TIL America's largest mental hospital is a jail.

As a person that works at a Baker Act receiving hospital I'm appalled to hear this and some of the replies to this comment about the conditions in which you were treated.

The hospital I work at is a medical facility that accepts normal patients as well as those mentally ill. Our psychiatric areas are our best run of all the hospital in my opinion.

The area I work is the ED, where patients directly come to me from the police, EVAC, or triage if they are voluntary. My pod is separate from the main ED and behind locked doors, voluntary patients must consent to be behind these locked doors before they can come back, involuntary patients are brought regardless. All patients are medically cleared by a MD, a physician assistant working under a MD, or a nurse practitioner.

We have 8 rooms in my pod, and they are very bare. They have padded tan walls with a single bed in the centre, and two windows on each side of a heavy metal door which can only be locked with a physicians order. The rooms are meant to be bare to reduce stimuli. Patients are not allowed their cellphones or personal clothes and are placed in either hospital gowns or hospital pajamas and given "booty" socks. We offer magazines, newspapers, or bibles but most patients prefer to sleep or to talk to one of the staff. Every room as audio and video surveillance on a closed circuit system. You can request these recordings to be added to your medical file or they will be added by the psychiatrist. Most cases the videos are reviewed by risk management on a weekly basis (I believe with a doctor present but I'm unsure on this.)

The average stay in my pod is about 10 hours. We have a psychiatrist on call 24/7 and there is always one present at the hospital, whether on the inpatient unit ( which I have not worked on much but is very similar to a regular hospital floor with the exception of TVs in every room (we use a day room) and the entrances and exits are locked with keycard systems). Our job is to determine placement for the patient, observe them, and present them to the psychiatrist. The majority of my patients have their baker acts lifted, and are referred to outpatient facilities.

Patients that are admitted are kept until they are stabilized on medicines (they have the right to refuse these, unless the doctor orders otherwise for combative patients). Doctors can resign involuntary orders for patients are can be kept as long as medically fit. We hold court meetings every week where these orders are reviewed by a judge and either overturned or accepted. When a voluntary patient requests discharge they are required to be released within 24 hours unless the doctor signs them as involuntary.

The treatment of our patients is a very big concern, we are trained to recognize that these people are sick, not criminals. I'll treat a schizophrenic patient no different than I would a patient admitted for any other reason.

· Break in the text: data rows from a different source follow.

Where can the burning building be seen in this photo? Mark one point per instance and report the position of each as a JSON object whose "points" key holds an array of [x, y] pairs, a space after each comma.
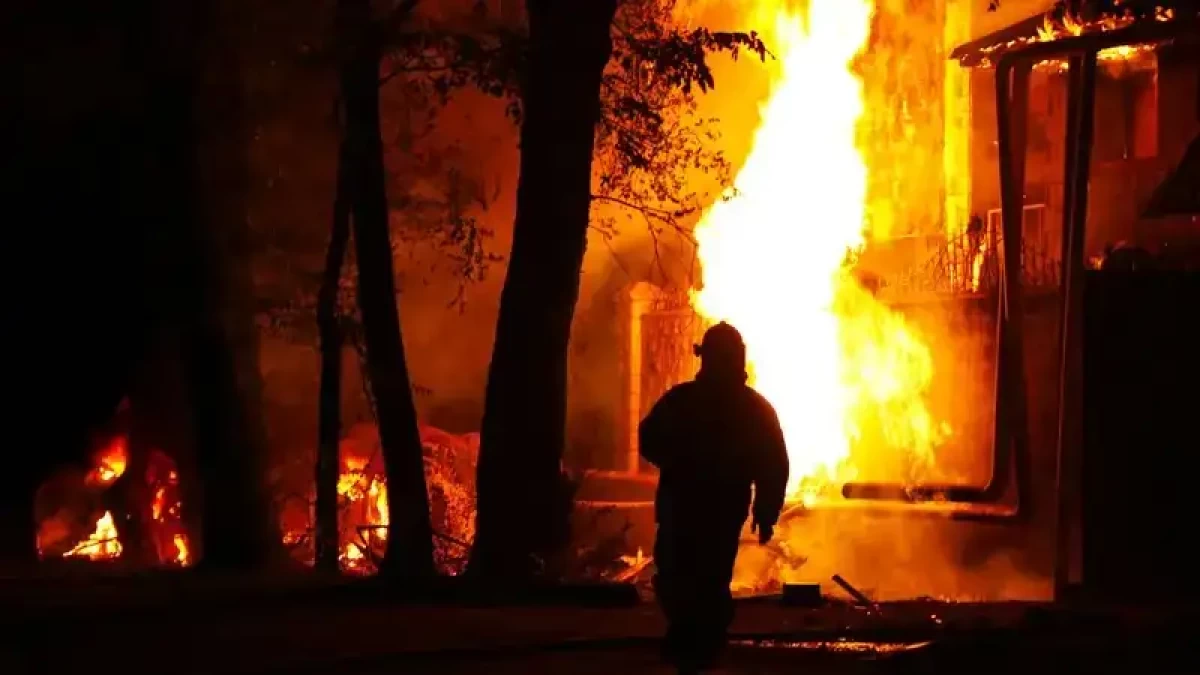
{"points": [[880, 328]]}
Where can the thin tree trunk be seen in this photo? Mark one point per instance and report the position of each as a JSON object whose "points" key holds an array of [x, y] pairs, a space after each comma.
{"points": [[409, 553], [523, 505], [240, 531], [330, 396]]}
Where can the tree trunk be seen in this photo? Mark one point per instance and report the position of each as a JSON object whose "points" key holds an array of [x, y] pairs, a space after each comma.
{"points": [[221, 350], [330, 396], [523, 506], [409, 551]]}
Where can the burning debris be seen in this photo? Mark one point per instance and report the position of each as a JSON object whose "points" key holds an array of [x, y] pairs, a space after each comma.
{"points": [[363, 502], [70, 505]]}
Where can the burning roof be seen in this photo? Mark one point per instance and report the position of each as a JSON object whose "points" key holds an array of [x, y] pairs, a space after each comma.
{"points": [[1059, 24]]}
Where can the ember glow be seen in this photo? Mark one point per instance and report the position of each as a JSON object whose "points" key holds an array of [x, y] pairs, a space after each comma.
{"points": [[102, 544], [367, 496], [111, 463], [1071, 25], [838, 365]]}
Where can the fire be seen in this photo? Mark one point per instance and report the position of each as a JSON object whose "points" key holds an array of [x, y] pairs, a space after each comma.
{"points": [[183, 553], [102, 544], [1072, 25], [369, 495], [111, 463], [839, 366]]}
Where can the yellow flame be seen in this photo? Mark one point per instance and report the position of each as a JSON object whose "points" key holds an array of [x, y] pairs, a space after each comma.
{"points": [[111, 463], [101, 544], [183, 551], [833, 360]]}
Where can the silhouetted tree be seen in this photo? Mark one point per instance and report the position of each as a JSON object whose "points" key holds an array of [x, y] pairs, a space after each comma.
{"points": [[409, 551], [523, 496]]}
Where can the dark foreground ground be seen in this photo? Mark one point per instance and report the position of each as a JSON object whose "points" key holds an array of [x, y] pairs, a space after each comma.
{"points": [[181, 627]]}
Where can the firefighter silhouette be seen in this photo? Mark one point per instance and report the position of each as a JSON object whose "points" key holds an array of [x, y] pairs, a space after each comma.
{"points": [[711, 438]]}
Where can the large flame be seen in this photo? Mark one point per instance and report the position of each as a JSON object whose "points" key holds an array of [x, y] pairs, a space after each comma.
{"points": [[837, 364]]}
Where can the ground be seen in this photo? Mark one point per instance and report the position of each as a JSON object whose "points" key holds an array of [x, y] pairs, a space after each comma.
{"points": [[184, 627]]}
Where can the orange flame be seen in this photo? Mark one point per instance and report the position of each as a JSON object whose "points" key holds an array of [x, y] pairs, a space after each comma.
{"points": [[101, 544], [829, 357], [1073, 25], [111, 463]]}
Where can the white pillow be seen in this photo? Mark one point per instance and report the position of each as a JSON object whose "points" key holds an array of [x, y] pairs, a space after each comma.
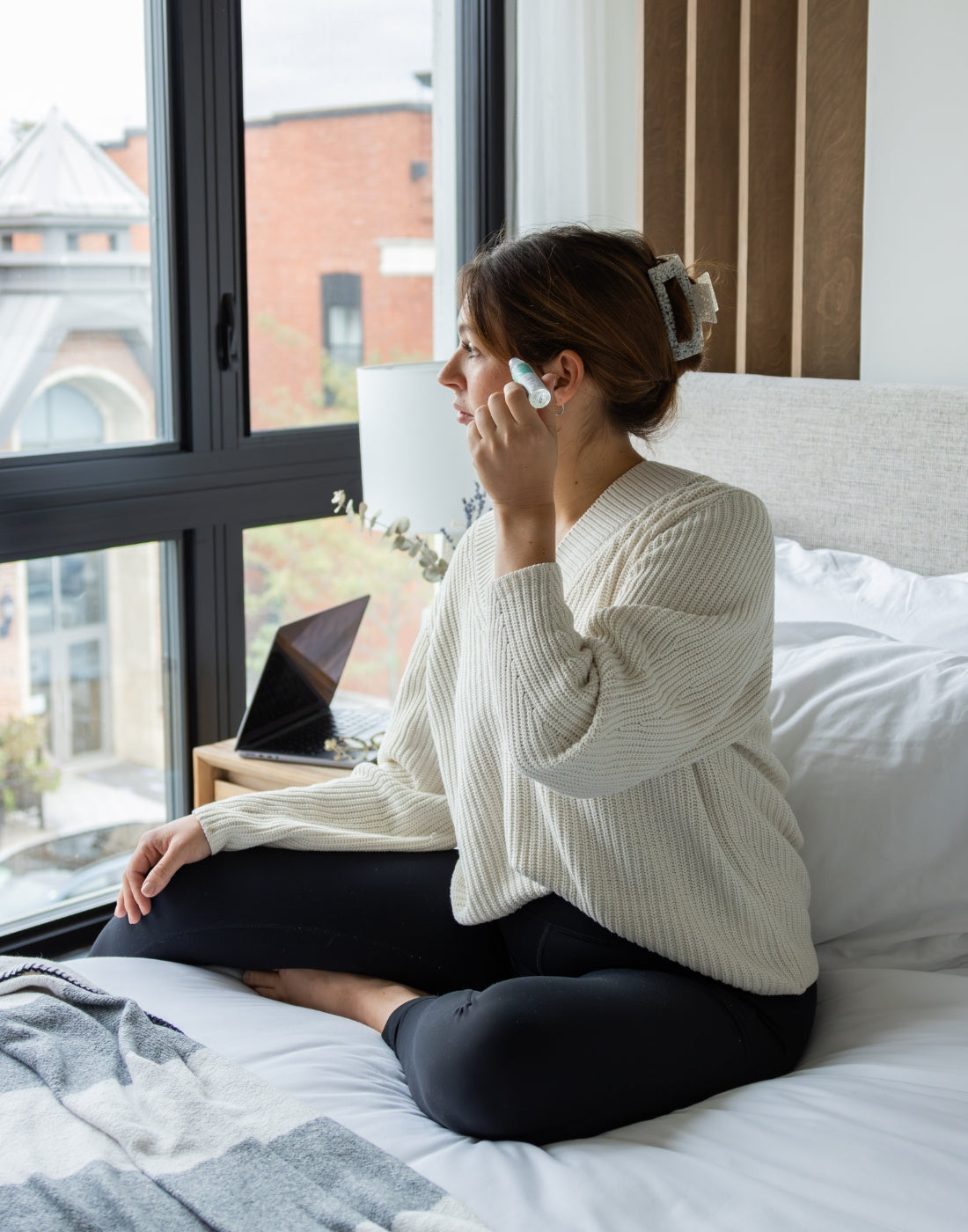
{"points": [[875, 737], [826, 584]]}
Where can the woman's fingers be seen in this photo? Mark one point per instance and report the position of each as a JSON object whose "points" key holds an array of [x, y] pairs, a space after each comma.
{"points": [[262, 982]]}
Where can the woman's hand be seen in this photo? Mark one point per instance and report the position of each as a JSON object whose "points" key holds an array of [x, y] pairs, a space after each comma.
{"points": [[158, 856], [515, 449]]}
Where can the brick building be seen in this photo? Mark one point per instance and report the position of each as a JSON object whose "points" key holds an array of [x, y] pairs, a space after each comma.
{"points": [[339, 249], [339, 273]]}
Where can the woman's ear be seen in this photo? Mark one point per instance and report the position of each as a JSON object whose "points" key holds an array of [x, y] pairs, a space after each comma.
{"points": [[568, 372]]}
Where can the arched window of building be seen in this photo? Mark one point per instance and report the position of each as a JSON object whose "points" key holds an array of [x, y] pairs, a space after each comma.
{"points": [[61, 418]]}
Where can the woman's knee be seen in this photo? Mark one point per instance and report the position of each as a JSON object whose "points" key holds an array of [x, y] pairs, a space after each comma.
{"points": [[472, 1059]]}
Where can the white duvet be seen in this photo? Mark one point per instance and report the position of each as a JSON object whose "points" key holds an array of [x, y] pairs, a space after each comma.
{"points": [[869, 1133]]}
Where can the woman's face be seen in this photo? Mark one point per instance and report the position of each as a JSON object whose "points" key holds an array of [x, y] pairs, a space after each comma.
{"points": [[473, 373]]}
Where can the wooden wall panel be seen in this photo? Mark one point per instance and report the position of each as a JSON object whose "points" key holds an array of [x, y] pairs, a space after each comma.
{"points": [[664, 126], [773, 104], [754, 136], [717, 164], [832, 216]]}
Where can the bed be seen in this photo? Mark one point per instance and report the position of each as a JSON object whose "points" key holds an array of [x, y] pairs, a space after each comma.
{"points": [[869, 706]]}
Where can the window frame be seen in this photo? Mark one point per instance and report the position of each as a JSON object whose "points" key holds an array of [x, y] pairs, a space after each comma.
{"points": [[216, 478]]}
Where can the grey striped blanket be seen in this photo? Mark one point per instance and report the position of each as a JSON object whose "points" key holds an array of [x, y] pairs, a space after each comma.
{"points": [[114, 1120]]}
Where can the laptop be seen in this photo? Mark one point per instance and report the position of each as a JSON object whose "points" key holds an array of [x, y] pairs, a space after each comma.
{"points": [[290, 716]]}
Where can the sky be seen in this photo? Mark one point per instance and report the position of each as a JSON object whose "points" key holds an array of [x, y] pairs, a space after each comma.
{"points": [[88, 58]]}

I can assure you our patient phones do work (though not at night unless you are in the ED, they are on 24/7). Our facility is very heavily monitored by JACHO and OCHA. Any facility that does not seem up to par to you (like some of the ones I read about here) needs to be reported. These organizations WILL investigate EVERY claim.

Sorry for any formatting or grammar errors here, I'm on mobile. If you have any questions please ask, I'll say what i can without violating any HIPPA regulations, and short of naming myself or the facility in which I work.